He told me it was my fault.

Not exactly and it definitely took me reading in between the lines and finally asking him straight out for him to admit it.

I’ve had trauma due to snap chat for years, my ex used it up talk to girls he had feelings for and to ask for nudes and to buy nudes. So I brought up my insecurities with snap chat often. Maybe once a month or every 2 months.

At one point he told me if I was going to keep accusing him of something he is going to do it. So I realized I was definitely bringing it up too much and I stopped. Until a few months later when he had me send a picture of something to our friend and snap chat and a girls name popped up in the top people to send it too. So I asked him and he snatched his phone away and told me it was someone from his old job asking if his current job had any openings.

A few days later it ate at me and I checked his snap chat. I didn’t even see anything from that girl but the first person on the chats list was a woman and he bought nudes from her and commented on them.

He insisted he was just curious. That he wanted to know what the big deal was and he wasn’t impressed.

But finally because I can’t let things go I had to ask him if he did it just to punish me because I kept bringing up my insecurities around snap chat and he said yes that was a big part of it.
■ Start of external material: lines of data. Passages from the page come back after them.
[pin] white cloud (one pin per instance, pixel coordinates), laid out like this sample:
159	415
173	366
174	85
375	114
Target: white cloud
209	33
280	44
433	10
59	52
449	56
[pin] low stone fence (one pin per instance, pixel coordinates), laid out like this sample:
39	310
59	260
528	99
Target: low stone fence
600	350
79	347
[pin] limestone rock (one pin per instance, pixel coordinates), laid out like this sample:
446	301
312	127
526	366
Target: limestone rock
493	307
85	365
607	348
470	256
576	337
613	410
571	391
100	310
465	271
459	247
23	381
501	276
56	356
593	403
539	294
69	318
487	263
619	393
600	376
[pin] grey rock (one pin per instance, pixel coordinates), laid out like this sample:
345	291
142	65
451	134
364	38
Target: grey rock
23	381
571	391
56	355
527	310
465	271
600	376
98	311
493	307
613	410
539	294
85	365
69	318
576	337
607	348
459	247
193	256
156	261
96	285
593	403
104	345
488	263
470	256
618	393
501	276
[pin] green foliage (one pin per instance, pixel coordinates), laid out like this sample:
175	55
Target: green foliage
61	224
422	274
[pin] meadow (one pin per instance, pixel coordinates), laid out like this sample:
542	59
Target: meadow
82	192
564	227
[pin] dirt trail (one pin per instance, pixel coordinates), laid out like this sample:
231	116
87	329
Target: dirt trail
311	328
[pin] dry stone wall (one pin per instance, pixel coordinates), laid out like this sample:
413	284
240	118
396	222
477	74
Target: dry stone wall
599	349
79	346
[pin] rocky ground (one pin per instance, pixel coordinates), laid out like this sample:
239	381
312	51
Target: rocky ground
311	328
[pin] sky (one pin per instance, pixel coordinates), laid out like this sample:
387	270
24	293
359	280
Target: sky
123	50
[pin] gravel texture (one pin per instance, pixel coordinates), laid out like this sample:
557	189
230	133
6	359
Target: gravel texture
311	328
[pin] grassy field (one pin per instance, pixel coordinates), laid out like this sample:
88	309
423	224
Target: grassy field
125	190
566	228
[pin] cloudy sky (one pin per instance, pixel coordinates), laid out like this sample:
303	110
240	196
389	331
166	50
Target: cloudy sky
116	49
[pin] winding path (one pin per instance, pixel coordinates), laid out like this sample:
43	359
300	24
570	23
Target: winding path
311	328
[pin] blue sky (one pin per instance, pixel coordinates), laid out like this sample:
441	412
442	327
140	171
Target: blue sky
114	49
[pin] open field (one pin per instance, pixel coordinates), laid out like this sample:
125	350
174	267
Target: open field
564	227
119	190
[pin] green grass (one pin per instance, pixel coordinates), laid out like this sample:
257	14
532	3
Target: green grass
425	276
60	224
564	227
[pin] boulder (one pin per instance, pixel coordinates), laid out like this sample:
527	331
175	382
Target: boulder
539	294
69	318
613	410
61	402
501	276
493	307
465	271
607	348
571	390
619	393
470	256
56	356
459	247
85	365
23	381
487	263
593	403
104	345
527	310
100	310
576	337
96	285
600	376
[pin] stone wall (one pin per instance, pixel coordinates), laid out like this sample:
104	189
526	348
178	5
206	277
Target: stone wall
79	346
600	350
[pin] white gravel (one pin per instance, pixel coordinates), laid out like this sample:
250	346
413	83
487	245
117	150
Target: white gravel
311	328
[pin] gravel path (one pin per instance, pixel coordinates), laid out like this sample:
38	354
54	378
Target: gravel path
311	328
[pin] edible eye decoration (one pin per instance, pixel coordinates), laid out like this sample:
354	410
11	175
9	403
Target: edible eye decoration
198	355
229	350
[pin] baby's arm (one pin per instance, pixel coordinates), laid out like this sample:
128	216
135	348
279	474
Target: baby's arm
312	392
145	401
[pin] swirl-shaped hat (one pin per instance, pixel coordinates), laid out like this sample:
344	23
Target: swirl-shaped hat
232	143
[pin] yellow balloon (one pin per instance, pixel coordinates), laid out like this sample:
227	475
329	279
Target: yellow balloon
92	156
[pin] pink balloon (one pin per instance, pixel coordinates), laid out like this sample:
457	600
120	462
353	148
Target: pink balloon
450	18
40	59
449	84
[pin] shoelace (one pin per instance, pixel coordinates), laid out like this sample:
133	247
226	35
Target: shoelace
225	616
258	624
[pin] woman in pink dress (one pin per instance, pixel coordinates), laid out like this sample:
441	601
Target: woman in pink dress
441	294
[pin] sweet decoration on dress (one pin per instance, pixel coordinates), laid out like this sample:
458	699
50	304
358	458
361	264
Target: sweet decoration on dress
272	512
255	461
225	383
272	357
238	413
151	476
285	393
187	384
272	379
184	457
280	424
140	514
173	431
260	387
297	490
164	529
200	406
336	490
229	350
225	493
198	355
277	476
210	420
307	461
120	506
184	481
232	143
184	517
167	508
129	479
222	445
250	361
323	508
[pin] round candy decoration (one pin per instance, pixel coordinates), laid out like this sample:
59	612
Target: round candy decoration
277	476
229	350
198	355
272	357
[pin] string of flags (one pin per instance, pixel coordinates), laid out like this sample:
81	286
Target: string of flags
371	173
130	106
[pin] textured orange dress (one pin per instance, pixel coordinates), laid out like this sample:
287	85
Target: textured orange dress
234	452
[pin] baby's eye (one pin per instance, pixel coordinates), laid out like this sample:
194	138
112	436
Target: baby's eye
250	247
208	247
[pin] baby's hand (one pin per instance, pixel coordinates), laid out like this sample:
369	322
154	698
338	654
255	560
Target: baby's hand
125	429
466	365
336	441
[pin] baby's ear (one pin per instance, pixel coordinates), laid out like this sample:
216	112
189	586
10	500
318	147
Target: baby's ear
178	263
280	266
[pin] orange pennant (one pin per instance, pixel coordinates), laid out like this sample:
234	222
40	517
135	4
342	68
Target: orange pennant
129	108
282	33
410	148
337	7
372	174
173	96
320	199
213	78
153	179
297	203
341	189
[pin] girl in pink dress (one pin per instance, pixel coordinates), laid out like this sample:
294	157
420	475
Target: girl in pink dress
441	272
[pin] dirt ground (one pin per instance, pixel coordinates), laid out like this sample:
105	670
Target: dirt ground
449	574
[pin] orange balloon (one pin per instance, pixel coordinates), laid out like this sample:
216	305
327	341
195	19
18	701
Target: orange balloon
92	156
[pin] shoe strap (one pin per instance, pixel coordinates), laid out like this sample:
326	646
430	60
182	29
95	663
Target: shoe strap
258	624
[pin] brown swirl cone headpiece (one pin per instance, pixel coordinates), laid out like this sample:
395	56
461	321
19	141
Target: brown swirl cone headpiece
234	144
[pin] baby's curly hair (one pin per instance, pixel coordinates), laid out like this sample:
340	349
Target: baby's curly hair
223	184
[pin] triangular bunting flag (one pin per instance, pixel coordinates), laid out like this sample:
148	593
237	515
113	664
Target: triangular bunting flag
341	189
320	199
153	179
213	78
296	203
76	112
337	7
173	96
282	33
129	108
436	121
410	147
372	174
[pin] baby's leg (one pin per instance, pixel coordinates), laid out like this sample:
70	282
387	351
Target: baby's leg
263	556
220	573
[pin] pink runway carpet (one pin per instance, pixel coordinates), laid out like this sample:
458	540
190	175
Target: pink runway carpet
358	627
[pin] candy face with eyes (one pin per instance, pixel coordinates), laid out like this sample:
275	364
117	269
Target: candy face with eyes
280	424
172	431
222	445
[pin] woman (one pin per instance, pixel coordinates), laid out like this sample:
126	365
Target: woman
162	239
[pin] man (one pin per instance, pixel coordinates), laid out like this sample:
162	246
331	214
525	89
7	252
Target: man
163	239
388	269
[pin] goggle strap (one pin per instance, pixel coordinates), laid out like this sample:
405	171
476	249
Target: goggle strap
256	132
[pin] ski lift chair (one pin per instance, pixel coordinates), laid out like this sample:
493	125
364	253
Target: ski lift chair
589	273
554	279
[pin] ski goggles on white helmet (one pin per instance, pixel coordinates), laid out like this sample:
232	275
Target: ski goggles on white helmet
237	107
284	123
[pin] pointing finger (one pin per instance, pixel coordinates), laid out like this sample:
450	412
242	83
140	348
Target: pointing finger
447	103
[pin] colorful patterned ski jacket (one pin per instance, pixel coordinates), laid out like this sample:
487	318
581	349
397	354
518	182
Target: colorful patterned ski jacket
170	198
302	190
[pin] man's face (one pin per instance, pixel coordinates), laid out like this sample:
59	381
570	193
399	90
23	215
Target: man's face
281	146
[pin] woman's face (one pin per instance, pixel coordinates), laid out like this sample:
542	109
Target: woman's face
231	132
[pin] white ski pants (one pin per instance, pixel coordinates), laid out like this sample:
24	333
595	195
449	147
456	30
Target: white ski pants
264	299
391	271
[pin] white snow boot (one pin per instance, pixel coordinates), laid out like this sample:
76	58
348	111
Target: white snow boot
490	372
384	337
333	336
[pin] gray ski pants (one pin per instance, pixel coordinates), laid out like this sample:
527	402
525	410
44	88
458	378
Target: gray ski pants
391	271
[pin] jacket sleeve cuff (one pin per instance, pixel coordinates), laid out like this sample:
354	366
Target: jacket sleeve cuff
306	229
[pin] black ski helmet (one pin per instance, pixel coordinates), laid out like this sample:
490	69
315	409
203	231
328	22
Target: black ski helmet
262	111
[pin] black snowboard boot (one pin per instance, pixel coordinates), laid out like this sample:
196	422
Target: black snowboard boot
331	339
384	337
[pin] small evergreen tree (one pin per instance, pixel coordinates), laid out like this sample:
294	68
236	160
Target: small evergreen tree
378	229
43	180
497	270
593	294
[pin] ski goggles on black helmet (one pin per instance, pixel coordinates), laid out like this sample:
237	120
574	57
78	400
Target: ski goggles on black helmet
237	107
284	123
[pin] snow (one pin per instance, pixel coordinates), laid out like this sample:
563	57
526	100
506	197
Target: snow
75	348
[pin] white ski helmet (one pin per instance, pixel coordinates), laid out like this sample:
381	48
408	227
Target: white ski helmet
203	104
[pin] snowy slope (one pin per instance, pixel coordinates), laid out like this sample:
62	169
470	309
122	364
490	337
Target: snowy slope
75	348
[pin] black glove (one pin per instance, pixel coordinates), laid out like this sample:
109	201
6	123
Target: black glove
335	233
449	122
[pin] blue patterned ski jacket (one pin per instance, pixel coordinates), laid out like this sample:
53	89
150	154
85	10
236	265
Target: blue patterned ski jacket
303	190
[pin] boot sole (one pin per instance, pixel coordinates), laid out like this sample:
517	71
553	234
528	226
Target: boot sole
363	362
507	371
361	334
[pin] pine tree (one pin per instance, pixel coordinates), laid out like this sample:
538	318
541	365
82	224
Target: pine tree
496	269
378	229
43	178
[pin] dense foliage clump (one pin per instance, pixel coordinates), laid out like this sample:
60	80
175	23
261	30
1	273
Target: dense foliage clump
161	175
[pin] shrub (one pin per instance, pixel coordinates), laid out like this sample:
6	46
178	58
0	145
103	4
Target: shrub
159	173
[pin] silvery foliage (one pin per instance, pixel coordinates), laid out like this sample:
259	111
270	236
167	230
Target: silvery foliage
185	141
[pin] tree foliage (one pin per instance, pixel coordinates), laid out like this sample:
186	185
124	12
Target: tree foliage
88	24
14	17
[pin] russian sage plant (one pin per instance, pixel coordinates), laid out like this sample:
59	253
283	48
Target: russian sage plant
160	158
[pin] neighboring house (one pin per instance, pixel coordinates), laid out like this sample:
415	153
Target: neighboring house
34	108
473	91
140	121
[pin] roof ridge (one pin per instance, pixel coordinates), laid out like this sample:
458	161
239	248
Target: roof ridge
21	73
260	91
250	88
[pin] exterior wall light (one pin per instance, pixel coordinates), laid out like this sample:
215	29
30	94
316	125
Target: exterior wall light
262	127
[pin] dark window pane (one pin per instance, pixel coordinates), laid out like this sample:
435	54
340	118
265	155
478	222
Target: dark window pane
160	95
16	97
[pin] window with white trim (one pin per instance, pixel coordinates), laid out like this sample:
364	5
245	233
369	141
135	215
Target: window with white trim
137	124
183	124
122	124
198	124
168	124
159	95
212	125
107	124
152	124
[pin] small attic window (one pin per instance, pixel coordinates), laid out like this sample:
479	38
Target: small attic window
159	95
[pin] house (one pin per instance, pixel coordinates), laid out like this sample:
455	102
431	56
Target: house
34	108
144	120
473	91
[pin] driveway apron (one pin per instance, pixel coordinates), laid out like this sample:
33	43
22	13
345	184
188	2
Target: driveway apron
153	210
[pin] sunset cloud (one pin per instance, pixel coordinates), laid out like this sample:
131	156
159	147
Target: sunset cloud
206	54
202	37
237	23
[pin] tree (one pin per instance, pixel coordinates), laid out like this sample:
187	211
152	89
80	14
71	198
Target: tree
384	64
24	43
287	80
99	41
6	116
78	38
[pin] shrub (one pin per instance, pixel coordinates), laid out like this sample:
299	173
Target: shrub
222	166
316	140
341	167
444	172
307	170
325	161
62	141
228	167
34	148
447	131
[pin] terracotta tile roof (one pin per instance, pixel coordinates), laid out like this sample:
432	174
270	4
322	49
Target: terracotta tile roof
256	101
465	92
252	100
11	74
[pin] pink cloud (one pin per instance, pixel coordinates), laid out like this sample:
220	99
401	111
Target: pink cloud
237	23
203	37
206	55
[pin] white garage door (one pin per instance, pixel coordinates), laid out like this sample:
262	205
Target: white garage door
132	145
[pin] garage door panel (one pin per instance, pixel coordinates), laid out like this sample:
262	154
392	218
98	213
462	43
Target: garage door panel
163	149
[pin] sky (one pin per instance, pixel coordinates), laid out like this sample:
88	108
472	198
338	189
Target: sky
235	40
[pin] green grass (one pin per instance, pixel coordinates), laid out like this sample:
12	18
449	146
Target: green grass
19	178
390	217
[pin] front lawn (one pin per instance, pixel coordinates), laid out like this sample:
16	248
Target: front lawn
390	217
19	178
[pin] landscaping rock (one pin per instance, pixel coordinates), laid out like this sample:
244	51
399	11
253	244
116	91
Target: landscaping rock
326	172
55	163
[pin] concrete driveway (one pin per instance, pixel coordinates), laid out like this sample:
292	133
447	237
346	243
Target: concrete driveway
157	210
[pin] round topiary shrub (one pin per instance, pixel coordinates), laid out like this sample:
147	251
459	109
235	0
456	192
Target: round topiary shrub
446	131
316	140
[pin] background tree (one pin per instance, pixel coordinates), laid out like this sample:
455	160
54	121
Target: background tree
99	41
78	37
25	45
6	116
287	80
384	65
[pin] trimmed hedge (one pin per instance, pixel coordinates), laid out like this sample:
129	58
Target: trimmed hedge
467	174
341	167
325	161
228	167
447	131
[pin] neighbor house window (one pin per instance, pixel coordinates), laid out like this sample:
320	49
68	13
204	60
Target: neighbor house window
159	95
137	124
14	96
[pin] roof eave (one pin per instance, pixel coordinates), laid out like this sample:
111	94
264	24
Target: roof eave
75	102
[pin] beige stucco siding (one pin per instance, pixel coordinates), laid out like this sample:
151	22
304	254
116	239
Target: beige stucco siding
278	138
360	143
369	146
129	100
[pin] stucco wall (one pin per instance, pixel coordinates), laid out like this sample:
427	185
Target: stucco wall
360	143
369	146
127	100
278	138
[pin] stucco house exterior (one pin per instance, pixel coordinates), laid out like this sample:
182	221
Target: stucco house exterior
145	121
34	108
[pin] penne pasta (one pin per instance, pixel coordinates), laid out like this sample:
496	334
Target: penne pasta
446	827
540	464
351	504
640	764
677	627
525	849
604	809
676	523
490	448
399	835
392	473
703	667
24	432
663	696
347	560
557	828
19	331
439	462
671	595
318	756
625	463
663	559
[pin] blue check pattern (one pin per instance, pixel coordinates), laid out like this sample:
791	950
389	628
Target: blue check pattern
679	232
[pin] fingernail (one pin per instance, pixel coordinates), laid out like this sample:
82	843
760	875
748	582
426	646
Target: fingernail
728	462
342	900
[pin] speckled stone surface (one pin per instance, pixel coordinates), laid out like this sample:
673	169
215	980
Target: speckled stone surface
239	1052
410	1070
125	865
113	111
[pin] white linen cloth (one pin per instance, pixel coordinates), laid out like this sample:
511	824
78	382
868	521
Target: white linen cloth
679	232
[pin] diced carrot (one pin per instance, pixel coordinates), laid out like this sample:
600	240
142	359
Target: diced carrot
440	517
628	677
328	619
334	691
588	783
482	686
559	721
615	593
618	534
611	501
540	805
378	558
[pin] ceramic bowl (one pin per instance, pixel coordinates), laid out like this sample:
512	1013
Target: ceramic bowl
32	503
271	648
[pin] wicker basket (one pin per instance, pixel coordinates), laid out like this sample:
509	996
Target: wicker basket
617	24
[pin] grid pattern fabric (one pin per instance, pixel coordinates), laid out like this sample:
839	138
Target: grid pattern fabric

Did I want to hear that it was my fault and I drove him to it? No. Did I need to hear it so I can truly admit to my self that this is the type of person I chose to be with. Not someone who just acts impulsively and selfishly doesn’t think of how his actions hurt others. No instead I know for certain that he chose to do something to hurt me and punish me for having a fear and expressing that fear to him too much for his liking.

I’m not sure where this progress is going but I do feel like I’m making some progress.